Tous ne s’entendaient toutefois pas, lundi soir, concernant le moment exact où le délai débute. Si certains affirment que le chrono part à la date inscrite sur le rapport d’analyse de pyrrhotite, d’autres croient plutôt qu’il commence dès que les dommages se font ressentir chez les victimes.

Les avocats devront apporter une réponse à cette question dès vendredi, a assuré Myrabelle Chicoine. Les propriétaires qui souhaitent intenter un recours peuvent le faire en écrivant au maisontroisrivieres@hotmail.com avant le 3 mars prochain.

« Plus vite les démarches judiciaires sont lancées, plus vite le délai de prescription s’arrête », a-t-elle expliqué. 

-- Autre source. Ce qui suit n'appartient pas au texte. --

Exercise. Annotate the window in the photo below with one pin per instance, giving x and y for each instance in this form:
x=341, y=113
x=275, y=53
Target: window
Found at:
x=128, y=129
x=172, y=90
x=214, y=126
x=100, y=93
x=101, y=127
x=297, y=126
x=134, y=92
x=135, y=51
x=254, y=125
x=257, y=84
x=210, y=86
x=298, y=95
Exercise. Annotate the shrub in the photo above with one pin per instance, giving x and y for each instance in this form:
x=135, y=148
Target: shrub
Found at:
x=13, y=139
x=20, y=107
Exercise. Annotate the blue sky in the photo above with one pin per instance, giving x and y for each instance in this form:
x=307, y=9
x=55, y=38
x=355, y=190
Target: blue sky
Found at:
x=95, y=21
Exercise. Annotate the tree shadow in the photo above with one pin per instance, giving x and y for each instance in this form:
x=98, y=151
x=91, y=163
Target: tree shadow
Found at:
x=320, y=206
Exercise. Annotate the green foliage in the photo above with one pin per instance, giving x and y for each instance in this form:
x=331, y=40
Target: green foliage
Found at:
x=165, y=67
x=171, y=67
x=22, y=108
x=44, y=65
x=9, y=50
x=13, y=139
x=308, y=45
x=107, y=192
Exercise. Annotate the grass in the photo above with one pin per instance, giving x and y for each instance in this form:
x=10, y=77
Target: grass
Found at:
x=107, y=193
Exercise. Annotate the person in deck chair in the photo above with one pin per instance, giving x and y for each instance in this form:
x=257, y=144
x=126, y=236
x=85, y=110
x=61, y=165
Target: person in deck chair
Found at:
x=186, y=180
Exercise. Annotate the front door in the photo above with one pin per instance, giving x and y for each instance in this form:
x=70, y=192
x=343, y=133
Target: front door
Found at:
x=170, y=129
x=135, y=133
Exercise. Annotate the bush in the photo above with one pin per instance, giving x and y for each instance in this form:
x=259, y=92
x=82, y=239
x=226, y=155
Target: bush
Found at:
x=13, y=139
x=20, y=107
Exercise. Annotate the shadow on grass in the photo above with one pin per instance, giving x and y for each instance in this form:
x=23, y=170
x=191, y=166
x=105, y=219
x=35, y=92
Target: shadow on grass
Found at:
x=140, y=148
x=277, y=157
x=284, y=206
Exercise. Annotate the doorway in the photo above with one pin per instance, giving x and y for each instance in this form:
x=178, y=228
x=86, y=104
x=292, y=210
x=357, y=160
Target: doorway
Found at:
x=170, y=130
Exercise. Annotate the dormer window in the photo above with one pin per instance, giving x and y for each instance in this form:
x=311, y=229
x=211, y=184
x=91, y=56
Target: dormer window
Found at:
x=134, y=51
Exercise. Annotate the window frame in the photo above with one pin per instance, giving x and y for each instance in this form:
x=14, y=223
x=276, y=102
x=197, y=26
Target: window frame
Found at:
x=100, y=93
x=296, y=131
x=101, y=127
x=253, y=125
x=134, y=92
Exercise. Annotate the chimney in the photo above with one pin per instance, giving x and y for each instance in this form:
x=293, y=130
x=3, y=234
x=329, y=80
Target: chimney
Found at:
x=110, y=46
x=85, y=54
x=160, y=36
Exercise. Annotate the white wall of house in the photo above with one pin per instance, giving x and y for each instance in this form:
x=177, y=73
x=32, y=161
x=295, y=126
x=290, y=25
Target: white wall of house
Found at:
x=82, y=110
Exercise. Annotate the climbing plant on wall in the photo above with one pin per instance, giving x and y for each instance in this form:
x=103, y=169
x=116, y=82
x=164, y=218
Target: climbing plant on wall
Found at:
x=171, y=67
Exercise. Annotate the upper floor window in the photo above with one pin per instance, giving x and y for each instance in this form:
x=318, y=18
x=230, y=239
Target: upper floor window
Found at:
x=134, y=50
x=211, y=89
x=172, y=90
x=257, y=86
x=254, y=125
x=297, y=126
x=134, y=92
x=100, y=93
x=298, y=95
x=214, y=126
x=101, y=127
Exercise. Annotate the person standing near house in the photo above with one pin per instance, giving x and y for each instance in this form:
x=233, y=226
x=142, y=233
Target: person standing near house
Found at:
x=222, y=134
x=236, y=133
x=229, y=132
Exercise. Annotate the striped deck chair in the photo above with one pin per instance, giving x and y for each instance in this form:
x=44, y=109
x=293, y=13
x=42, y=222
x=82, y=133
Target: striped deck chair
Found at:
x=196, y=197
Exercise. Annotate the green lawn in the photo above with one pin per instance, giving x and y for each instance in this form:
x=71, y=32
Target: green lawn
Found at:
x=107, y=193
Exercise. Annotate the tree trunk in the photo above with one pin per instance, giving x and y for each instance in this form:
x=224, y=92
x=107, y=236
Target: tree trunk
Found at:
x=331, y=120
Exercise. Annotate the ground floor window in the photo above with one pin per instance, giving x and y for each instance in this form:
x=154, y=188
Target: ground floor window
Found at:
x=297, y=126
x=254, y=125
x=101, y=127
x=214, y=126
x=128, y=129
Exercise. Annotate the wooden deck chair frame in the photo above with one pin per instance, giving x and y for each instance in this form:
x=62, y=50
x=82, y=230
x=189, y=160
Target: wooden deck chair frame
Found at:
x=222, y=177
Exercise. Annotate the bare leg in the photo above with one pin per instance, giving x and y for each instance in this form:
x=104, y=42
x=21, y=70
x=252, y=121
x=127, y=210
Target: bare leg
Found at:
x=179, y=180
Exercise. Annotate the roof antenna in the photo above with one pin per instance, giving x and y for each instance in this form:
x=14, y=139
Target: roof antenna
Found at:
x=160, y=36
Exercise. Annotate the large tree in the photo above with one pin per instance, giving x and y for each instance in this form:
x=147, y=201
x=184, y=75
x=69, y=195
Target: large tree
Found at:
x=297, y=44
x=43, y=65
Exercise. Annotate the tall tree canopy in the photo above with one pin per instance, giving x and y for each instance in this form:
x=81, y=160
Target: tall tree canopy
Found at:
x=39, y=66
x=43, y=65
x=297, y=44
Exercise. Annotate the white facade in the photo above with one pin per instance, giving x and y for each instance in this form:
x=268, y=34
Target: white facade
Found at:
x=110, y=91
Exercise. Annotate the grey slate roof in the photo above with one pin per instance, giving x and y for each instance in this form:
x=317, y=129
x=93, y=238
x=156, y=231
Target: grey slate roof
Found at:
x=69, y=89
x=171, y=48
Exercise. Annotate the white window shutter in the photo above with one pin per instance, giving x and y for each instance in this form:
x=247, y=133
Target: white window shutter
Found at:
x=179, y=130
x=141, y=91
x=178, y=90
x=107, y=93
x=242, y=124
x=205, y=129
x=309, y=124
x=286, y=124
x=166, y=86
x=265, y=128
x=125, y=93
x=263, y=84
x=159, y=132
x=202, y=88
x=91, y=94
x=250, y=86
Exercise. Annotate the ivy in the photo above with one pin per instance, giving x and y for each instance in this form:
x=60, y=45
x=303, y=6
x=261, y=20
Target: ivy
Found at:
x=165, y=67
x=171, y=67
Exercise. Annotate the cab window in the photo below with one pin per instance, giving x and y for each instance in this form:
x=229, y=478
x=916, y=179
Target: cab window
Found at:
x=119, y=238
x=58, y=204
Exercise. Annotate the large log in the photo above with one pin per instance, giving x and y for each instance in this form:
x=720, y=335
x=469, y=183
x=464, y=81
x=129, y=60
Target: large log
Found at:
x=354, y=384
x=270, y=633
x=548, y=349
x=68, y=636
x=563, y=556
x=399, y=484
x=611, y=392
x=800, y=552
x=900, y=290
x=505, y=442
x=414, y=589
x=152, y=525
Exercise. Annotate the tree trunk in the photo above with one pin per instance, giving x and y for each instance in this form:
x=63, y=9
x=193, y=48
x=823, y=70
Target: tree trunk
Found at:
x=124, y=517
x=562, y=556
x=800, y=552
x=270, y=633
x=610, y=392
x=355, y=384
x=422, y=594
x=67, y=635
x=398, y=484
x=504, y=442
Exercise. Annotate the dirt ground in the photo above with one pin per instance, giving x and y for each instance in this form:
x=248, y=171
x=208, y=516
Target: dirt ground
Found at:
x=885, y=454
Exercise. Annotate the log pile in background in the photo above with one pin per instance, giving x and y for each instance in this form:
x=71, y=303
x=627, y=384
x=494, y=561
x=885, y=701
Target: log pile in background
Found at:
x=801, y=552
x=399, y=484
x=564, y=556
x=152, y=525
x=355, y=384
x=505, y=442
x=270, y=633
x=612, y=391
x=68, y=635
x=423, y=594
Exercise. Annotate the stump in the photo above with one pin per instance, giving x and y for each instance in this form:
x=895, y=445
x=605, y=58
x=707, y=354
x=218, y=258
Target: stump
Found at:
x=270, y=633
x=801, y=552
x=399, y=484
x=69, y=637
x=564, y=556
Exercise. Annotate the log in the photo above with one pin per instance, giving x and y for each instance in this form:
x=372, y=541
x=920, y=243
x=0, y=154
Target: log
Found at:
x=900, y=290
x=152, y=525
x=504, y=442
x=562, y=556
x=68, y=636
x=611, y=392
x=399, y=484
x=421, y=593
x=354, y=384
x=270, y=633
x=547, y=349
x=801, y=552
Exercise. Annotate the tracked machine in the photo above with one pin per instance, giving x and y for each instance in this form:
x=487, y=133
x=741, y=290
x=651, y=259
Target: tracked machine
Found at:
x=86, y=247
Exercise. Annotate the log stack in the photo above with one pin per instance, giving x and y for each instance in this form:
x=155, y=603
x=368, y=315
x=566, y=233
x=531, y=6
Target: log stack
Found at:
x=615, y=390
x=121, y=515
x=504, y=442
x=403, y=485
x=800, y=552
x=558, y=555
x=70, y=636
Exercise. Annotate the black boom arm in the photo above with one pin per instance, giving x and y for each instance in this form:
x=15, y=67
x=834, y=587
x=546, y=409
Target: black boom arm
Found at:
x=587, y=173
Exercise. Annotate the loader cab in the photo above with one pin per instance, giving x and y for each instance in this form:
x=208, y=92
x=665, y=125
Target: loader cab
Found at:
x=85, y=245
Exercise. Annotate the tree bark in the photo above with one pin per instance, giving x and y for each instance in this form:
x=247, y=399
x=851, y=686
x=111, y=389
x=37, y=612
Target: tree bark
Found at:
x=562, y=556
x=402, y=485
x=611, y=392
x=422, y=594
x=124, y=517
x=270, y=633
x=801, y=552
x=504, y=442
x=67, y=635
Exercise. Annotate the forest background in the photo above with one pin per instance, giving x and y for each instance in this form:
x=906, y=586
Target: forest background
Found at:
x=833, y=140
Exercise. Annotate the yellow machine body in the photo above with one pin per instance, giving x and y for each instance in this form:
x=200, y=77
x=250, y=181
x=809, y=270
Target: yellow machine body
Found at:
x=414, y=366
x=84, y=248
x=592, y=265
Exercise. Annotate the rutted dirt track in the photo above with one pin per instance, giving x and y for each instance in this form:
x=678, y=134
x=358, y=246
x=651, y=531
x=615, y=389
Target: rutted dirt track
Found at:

Recours collectif et recours individuel

Au départ, Myrabelle Chicoine souhaitait lancer un recours collectif. Aujourd’hui, elle évoque plutôt une « démarche collective dans laquelle chacun des propriétaires intentera un recours individuel ». Elle explique ce choix en raison notamment des caractéristiques différentes dans chacun des dossiers. Par exemple, la date d’achat et le taux de pyrrhotite diffèrent pour chacun, ce qui ne permettait pas de lancer une action de groupe.